Şimdi sevgili okur, e bize ne bundan dediğinizi duyar gibiyim. Oysa mutlaka yazmam gerek dediğim rüya ertesinde, uykumun arasında yukarıda saydığım kıymetlilerin yanında Abdülhamit’in korktuğu Tıbbiye öğrencilerini not almışım. Oysa insan tükenmez, aydın ölmez. Her emek iz bırakır, hiçbir şey uzayda kaybolmaz, diye de eklemişim. Hep kullanırım, bu imgeyi çok severim, karanfil elden ele, yani.

Yazıyı sonlandırırken, Cemil Topuzlu’nun “İstibdat-Meşrutiyet-Cumhuriyet Devirlerinde 80 Yıllık Hatıralarım” kitabından bir eğlenceli hikâye ile bitirelim. Biraz genişleyelim, bir dönemi farklı bir pencereden görelim. Cemil Paşa (Topuzlu) Abdülhamit’i anlatıyor.

“Cemil’in bıçağına teslim olurum, endişesiyle bilhassa bana çok iltifat ederdi.
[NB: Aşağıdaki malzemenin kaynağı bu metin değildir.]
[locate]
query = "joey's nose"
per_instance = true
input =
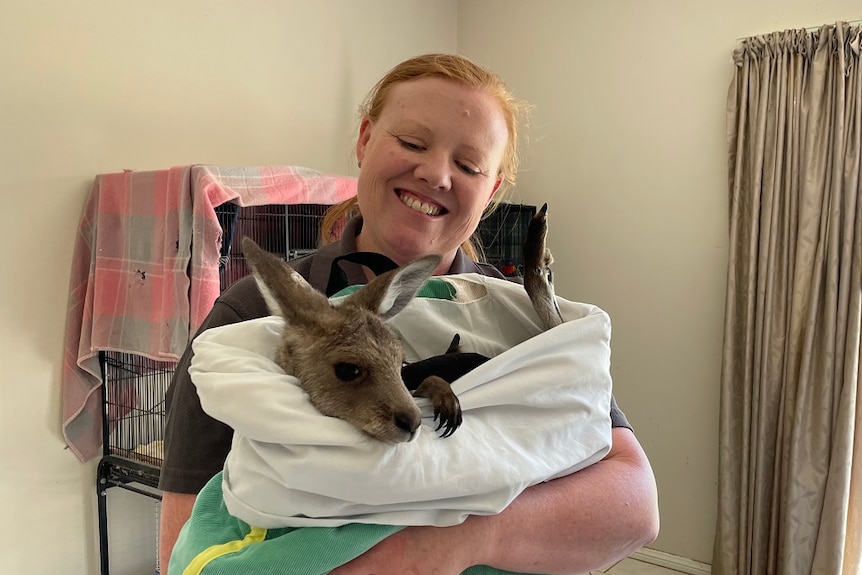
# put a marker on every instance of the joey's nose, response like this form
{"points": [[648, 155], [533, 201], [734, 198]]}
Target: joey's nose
{"points": [[408, 422]]}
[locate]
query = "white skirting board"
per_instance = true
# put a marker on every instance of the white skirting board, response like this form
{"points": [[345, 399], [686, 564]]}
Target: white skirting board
{"points": [[670, 561]]}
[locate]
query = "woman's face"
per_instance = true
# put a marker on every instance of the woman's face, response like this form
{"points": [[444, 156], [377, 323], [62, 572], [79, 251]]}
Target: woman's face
{"points": [[430, 165]]}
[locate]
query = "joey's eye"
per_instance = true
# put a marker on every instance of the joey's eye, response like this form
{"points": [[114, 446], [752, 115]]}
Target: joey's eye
{"points": [[347, 371]]}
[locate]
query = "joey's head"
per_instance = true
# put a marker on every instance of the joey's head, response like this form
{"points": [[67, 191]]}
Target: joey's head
{"points": [[345, 356]]}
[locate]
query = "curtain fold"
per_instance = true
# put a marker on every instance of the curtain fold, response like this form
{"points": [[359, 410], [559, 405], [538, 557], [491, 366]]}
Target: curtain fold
{"points": [[790, 427]]}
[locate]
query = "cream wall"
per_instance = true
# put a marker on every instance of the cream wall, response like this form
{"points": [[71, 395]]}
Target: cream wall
{"points": [[628, 149], [98, 86]]}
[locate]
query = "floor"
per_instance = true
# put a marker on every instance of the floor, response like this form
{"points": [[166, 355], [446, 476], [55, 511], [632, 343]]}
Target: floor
{"points": [[635, 567]]}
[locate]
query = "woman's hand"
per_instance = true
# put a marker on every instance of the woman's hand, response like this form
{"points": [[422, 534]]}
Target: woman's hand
{"points": [[416, 551], [577, 523]]}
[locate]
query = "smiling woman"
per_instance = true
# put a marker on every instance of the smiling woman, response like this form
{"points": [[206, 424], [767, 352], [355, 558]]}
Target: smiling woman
{"points": [[431, 160], [436, 144]]}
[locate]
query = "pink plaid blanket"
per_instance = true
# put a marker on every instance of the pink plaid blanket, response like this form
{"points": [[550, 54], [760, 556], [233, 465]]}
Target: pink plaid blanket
{"points": [[145, 268]]}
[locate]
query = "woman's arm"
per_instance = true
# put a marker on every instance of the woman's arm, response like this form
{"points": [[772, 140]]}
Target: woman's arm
{"points": [[176, 510], [580, 522]]}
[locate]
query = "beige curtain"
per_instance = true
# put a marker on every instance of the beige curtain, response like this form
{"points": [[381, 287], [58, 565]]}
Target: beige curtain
{"points": [[790, 485]]}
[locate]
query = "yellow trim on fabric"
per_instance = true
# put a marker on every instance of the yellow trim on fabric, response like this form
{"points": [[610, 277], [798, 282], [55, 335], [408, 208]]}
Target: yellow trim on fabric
{"points": [[202, 559]]}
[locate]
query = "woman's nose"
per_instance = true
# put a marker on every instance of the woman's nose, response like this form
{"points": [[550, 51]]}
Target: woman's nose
{"points": [[436, 171]]}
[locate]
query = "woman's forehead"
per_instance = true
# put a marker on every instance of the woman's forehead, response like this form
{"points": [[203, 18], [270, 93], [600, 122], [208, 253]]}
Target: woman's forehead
{"points": [[426, 102]]}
Hâttâ, garip değil mi, her zaman “Paşa Hazretleri” derdi. Lakin Sultan Hamid’in huzurunda konuşmak, uluorta laf etmek her babayiğidin harcı değildi. Akla gelen her sözü dinleyen, daima güleryüzle muhataplarını karşılayan yegâne padişah Sultan Reşat’tı, diyebilirim. Halbuki, maruf lakabiyle Kızıl Sultan karşısında, daima ihtiyatla konuşmak gerekti. Huzuruna girildiği zaman. Hünkâr, hiç ayağa kalkmazdı. Karşısındaki koltuğu işaret ederek;

— Buyurun!

derdi. Onunla temas ede ede adetlerine karşı meleke hasıl eylemiştim. Önüne baktığı yahut kaşlarını çattığı zaman derhal lafı değiştirmek lazımdı. Güler bir yüzle size müteveccih ise korkmadan söze devam edebilirsiniz. Aynı zamanda huzurda oturmak iradeye, kalkmak

yine iradeye bağlıydı. Hatta bu yüzden, yani ufak bir dikkatsizliğimden dolayı, bakınız başıma ne geldi: Bir gün yine huzurda bulunuyordum. Kahveci başı elinde ibrikle kahve getirdi. Padişahın yanındaki masanın üstüne koydu. Abdülhamit bu sırada tabakasından bir sigara çıkardı. Ben de aklım sıra, hürmet olsun diye kibrit çakmak istedim ve ayağa kalktım. Bunu gören padişah da hemen yerinden fırlamasın mı? Üstelik benzi de sapsarı... O zaman aklım başıma geldi ve iradesiz ayağa kalkmamdan. Sultan Hamid’in korktuğunu anladım; ne yapacağımı şaşırdım... Hünkar, kalın sesiyle:

— Gel!

diye bağırdı. İçeri giren musahibe:

—Cemil Paşa gidiyor, sözlerini söyledi. Böylece bir kelime konuşmadan, kapıdan dışarı çıktım. Açıkçası, “huzuru hümayun” dan kovuldum.”